Scientific American, long regarded as one of the most independent science sources in the world, in its editorial “Labels for GMO Foods Are a Bad Idea,” made the case that labeling will spread scientifically inaccurate information that could harm human health and slow the development of agricultural biotechnology—which while not a silver bullet could play a key role in increasing the global food supply as population pressures escalate in coming decades.
“Antagonism toward GMO foods also strengthens the stigma against a technology that has delivered enormous benefits to people in developing countries and promises far more.” SA wrote. “Ultimately, we are deciding whether we will continue to develop an immensely beneficial technology or shun it based on unfounded fears.”
None of these arguments is apt to sway committed opponents of biotechnology. Just do it, they say; it’s as simple as printing a label, and it has worked in Europe.
But has it?
Scientists, and increasingly independent liberal thinkers, are opposed to mandatory labels precisely because scientists don’t want to replicate what’s happened in Europe: a lack of choice of foods, consistently higher food prices, and an increase in the use of more toxic pesticides, all because GMO foods are shunned.

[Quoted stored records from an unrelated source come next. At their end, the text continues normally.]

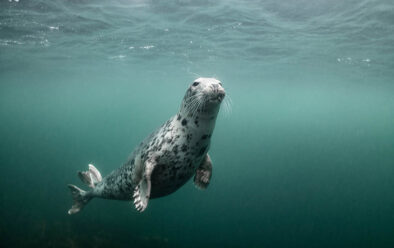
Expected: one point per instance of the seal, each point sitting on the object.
(166, 159)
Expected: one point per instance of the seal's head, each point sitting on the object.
(203, 97)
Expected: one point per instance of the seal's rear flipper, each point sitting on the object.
(90, 177)
(80, 198)
(203, 173)
(142, 190)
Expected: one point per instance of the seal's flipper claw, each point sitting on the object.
(142, 191)
(141, 195)
(203, 173)
(90, 177)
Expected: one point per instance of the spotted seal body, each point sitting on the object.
(166, 159)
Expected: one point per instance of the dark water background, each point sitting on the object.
(305, 159)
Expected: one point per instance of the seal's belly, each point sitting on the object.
(167, 178)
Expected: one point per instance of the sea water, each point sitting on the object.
(304, 157)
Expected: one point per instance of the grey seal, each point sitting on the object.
(166, 159)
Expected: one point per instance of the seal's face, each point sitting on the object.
(204, 96)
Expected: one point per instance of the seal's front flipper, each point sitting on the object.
(203, 173)
(90, 177)
(142, 190)
(80, 198)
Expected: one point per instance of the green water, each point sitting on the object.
(304, 159)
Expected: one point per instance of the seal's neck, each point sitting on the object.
(202, 119)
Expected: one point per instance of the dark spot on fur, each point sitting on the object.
(175, 149)
(202, 150)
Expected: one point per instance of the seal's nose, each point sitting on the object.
(220, 96)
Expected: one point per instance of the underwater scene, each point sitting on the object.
(302, 150)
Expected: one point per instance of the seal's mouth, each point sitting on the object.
(218, 98)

The stigma encouraged by opponents of agricultural biotechnology comes at a high price, say some independent researchers. A recent joint study by epidemiologists and economists examining the costs of not deploying this technology in a country like India estimated that it’s cost billions of dollars and 1.4 million life years over the past decade in that country alone.
The most prominent labeling supporters in the US—all backed by the large and growing organic food lobby, who know that the driver of consumer sales is the unsupported belief that organic foods are safer and more nutritious—have made it quite clear that the consumer choice is not top of their consumer rights wish list.
“If we have it labeled, then we can organize people not to buy it,” notes Andrew Kimbrell, head of the Center for Food Safety. “GM foods must be banned entirely, but labeling is the most efficient way to achieve this,” says Joseph Mercola, a wildly popular web based natural products entrepreneur whose income depends on selling alternative health products.
What about that poll that shows that more than 9 in 10 consumers want labeling? It’s less than meets the idea. When American consumers are asked a less loaded question—whether there is any additional information that would like on their labels that’s not there now—only 4% said they support labeling.
The leaders of the labeling movement play the ‘right to know card’ as a subterfuge to scare people about the safety of the conventional food system and to divert attention from the sustainability benefits of GMOs. They want to kill crop biotechnology. “With labeling, [GMO’s] will be zero,” says Vandana Shiva, the Indian activist best known for promoting the false belief that GMOs have resulted in mass genocide in her home country.
Are there tradeoffs in adopting crop biotechnology or large-scale agriculture? Of course, and there is room for healthy dialogue. But make no mistake: Food safety and transparency are not on the pro-label groups agenda in the United States.